Parkinson's disease telemonitoring
By Sergio Sanchez, Artelnics.
Parkinson's disease is a degenerative disorder of the central nervous system. There is no cure for this disease, but medications, surgery and multidisciplinary management can provide relief from the symptoms. The stage of the disease determines what group of drugs is most useful in order to relieve the symptoms. The goal of this study is to predict the clinician's Parkinson's disease symptom score on the UPDRS scale.
This dataset is composed of a range of biomedical voice measurements from 42 people with early-stage Parkinson's disease recruited to a six-month trial of a telemonitoring device for remote symptom progression monitoring. The recordings were automatically captured in the patient's homes.
The following table depicts the names, descriptions and uses of all the variables in the data set.
In this case the number of variables is 22, and the number of instances is 5875.
There are 3525 instances for training (60%), 1175 instances for generalization (20%), 1175 instances for testing (20%) and 0 unused instances (0%).
The second step is to set the model stuff. For approximation project type, it is composed by:
- Scaling layer.
- Principal components layer.
- Learning layers.
- Unscaling layer.
- Bounding layer.
The following figure shows the neural network page in Neural Designer.
A graphical representation of the neural network is depicted next.
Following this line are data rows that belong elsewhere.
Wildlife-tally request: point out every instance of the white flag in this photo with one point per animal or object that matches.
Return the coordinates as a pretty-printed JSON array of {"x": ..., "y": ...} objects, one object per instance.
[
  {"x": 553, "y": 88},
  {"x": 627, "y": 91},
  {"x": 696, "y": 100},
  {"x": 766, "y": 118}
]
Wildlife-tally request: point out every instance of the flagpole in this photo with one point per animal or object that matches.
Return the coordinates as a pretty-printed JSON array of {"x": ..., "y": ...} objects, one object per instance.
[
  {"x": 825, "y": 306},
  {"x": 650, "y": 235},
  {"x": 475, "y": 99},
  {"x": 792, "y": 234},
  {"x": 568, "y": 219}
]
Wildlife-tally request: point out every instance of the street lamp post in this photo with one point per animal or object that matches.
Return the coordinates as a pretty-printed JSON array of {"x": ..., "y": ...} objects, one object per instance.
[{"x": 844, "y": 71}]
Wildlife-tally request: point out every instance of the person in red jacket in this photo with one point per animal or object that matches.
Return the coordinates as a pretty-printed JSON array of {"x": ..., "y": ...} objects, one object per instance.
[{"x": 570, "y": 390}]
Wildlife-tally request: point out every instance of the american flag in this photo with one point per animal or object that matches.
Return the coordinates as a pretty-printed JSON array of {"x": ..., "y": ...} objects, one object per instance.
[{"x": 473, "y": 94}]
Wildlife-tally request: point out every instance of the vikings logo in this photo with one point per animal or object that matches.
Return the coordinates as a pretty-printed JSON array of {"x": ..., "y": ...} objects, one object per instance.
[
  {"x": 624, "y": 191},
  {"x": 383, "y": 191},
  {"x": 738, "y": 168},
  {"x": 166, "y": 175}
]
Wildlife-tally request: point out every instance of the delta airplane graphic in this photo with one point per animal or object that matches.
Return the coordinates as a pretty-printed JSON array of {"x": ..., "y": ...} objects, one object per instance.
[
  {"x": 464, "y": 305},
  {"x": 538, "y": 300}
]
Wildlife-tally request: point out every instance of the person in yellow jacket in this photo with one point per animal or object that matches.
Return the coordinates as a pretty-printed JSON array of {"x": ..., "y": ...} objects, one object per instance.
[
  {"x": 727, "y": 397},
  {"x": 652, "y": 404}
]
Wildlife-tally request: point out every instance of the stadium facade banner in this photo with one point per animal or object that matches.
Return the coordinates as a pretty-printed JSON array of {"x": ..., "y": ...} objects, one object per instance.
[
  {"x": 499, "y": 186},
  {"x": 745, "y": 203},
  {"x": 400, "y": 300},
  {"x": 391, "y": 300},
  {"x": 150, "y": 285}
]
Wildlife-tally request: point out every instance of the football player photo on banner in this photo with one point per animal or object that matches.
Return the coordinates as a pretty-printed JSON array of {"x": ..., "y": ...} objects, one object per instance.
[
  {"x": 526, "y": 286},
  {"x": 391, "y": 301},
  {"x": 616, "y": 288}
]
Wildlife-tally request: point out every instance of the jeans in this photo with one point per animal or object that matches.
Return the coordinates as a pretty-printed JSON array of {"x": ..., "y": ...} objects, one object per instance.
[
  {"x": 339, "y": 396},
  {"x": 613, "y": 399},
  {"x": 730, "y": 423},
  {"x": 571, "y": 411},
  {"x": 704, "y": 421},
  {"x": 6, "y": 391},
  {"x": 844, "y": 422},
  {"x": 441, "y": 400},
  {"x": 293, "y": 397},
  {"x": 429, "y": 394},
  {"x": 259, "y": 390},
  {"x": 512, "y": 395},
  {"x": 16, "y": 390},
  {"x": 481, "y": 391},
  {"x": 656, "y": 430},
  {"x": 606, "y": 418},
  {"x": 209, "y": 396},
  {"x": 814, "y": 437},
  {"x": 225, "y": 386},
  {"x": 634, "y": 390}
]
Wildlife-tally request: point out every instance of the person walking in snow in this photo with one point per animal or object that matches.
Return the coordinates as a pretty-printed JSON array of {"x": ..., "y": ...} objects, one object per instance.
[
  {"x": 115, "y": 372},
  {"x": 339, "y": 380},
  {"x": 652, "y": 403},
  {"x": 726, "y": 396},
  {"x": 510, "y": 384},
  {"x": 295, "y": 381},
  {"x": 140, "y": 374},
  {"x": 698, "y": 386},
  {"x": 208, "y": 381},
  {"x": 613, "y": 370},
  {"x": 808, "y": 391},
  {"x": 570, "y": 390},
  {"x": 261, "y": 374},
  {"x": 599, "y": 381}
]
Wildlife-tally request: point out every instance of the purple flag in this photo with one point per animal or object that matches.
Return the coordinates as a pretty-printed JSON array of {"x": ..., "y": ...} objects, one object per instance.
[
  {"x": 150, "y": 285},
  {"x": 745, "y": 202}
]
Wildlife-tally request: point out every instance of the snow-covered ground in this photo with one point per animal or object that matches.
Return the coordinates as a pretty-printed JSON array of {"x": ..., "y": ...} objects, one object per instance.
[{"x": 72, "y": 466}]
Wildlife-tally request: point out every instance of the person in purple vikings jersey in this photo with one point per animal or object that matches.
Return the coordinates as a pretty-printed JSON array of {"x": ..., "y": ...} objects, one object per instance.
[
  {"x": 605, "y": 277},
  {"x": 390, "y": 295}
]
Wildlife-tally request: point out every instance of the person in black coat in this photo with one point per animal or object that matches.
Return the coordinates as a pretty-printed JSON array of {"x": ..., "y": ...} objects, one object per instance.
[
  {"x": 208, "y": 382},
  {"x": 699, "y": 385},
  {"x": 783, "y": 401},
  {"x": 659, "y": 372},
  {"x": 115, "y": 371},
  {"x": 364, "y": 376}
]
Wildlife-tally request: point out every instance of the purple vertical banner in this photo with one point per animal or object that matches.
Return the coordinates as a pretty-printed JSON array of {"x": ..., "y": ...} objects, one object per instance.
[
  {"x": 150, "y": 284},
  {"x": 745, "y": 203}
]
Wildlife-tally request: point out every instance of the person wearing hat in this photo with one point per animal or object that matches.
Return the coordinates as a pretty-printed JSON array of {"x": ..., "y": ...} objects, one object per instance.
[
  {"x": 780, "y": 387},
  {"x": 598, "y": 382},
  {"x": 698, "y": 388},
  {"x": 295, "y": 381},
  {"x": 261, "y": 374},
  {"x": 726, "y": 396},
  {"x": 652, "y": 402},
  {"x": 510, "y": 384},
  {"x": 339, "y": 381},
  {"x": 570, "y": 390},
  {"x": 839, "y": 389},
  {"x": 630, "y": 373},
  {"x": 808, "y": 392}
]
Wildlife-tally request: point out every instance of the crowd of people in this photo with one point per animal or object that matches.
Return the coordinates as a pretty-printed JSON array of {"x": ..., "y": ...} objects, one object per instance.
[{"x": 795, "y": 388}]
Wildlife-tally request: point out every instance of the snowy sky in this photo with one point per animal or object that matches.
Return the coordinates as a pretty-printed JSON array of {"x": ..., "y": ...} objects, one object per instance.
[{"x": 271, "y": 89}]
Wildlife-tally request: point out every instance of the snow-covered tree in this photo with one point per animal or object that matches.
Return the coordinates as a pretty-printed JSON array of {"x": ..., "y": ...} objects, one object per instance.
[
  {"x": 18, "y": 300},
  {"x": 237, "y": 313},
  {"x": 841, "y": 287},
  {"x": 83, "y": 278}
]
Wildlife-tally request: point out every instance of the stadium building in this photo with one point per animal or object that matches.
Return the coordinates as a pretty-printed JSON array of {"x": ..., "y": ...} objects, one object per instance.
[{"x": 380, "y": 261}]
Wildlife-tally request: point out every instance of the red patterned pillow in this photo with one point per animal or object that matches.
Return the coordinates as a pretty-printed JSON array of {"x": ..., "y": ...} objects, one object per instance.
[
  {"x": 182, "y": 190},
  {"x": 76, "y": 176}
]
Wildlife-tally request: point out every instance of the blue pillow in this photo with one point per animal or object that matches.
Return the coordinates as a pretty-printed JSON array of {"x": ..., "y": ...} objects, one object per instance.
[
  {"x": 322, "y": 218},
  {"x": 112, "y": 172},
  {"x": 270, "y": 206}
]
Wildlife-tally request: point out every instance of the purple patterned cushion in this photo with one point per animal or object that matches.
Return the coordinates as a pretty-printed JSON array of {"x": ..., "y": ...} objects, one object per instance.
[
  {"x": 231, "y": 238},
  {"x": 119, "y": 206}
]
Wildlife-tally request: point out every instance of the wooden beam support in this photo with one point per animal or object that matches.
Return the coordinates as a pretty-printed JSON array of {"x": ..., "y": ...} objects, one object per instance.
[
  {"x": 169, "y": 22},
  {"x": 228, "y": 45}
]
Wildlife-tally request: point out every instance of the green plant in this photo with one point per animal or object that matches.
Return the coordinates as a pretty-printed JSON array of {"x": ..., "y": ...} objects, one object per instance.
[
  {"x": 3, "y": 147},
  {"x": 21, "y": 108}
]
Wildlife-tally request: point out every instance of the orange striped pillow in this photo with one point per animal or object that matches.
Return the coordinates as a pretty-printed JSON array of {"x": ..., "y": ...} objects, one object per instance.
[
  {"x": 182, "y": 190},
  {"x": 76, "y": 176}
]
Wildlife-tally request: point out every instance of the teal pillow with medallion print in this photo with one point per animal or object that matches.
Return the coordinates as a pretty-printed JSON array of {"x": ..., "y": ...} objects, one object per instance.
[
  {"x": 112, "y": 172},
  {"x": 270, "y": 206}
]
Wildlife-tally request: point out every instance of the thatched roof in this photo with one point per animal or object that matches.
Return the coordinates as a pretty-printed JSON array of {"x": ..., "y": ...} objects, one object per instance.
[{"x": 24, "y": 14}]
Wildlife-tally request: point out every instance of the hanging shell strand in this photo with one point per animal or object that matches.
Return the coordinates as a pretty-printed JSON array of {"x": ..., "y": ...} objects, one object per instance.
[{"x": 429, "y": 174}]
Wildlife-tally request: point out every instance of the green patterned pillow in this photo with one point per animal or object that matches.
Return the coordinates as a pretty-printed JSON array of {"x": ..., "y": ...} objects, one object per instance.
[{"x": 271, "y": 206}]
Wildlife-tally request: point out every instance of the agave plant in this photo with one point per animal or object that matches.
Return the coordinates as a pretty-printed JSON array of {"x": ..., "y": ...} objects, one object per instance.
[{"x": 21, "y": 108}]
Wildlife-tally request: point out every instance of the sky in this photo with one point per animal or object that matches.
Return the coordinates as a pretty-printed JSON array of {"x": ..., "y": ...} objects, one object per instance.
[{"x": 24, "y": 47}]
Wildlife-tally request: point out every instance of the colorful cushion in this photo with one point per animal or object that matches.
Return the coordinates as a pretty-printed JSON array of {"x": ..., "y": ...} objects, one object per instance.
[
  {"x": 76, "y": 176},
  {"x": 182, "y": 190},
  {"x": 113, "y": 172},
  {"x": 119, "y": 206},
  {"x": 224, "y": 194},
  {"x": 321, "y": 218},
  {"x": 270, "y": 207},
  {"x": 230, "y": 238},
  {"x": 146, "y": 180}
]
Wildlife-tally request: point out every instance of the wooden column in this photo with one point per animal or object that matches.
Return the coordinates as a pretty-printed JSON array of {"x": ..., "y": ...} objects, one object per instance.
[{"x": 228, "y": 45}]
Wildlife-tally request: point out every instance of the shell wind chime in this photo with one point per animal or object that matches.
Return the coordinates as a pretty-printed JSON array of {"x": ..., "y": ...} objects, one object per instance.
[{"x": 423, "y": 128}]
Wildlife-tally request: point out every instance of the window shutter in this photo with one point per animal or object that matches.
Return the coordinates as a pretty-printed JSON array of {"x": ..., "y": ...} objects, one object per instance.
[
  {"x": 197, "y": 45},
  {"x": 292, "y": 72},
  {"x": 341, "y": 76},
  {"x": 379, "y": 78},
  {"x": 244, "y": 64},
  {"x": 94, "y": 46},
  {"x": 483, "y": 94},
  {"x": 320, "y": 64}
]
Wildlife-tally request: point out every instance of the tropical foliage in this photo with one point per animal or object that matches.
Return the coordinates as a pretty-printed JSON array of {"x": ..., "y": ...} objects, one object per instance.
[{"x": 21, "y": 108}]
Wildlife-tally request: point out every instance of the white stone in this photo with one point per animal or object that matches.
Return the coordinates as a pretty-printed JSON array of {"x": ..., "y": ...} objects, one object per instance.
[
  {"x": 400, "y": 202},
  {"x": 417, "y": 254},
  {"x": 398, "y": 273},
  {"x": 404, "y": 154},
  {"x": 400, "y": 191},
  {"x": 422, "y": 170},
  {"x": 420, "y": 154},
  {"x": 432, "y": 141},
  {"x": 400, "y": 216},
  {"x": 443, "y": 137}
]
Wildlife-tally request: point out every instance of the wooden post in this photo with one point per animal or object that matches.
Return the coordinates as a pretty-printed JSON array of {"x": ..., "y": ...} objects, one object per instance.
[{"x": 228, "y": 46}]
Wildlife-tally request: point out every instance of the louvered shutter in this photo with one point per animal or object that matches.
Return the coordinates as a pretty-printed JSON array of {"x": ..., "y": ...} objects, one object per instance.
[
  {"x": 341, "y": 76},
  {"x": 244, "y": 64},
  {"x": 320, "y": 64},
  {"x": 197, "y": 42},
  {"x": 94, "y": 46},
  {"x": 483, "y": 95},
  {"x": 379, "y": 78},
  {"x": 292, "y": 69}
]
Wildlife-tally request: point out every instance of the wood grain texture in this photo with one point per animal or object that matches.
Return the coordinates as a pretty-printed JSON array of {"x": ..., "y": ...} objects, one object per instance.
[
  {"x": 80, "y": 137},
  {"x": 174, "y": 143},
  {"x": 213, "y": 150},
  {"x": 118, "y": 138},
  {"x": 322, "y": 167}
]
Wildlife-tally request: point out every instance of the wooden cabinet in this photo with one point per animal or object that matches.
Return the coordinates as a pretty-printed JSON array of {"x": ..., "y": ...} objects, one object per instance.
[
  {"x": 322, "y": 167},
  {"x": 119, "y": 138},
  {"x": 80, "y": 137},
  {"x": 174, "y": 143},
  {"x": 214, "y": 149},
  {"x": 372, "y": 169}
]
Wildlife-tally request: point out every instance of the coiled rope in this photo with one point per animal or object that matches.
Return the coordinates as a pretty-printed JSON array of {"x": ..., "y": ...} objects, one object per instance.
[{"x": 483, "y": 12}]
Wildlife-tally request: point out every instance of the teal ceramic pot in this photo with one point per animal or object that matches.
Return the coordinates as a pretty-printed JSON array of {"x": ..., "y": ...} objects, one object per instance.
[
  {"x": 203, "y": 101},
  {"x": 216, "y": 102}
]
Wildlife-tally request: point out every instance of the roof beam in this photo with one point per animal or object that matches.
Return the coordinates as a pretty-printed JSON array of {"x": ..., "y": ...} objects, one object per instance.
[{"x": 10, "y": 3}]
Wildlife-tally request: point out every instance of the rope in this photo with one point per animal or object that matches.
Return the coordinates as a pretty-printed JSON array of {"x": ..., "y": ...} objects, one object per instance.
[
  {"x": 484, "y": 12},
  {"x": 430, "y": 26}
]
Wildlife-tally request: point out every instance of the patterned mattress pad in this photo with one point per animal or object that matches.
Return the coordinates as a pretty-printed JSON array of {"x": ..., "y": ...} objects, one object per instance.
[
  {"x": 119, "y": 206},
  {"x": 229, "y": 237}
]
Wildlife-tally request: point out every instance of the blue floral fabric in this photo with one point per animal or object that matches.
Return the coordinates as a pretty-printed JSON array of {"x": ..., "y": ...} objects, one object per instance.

It contains a scaling layer, a multilayer perceptron and an unscaling layer. The number of inputs is 19, and the number of outputs is 2. The complexity, represented by the numbers of hidden perceptrons is 19.
The neural network defines a function which represents the model.
The third step is to select an appropriate loss index, which plays an important role in the use of a neural network. It defines the task the neural network is required to do, and provides a measure of the quality of the representation that it is required to learn. The choice of a suitable loss index depends on the particular application.
The normalized squared error is used here as objective term. It divides the squared error between the outputs from the neural network and the targets in the data set by a normalization coefficient. If the normalized squared error has a value of unity then the neural network is predicting the data 'in the mean', while a value of zero means perfect prediction of the data.
The procedure used to carry out the learning process is called training (or learning) strategy. The training strategy is applied to the neural network in order to obtain the best possible performance. The type of training is determined by the way in which the adjustment of the parameters in the neural network takes place.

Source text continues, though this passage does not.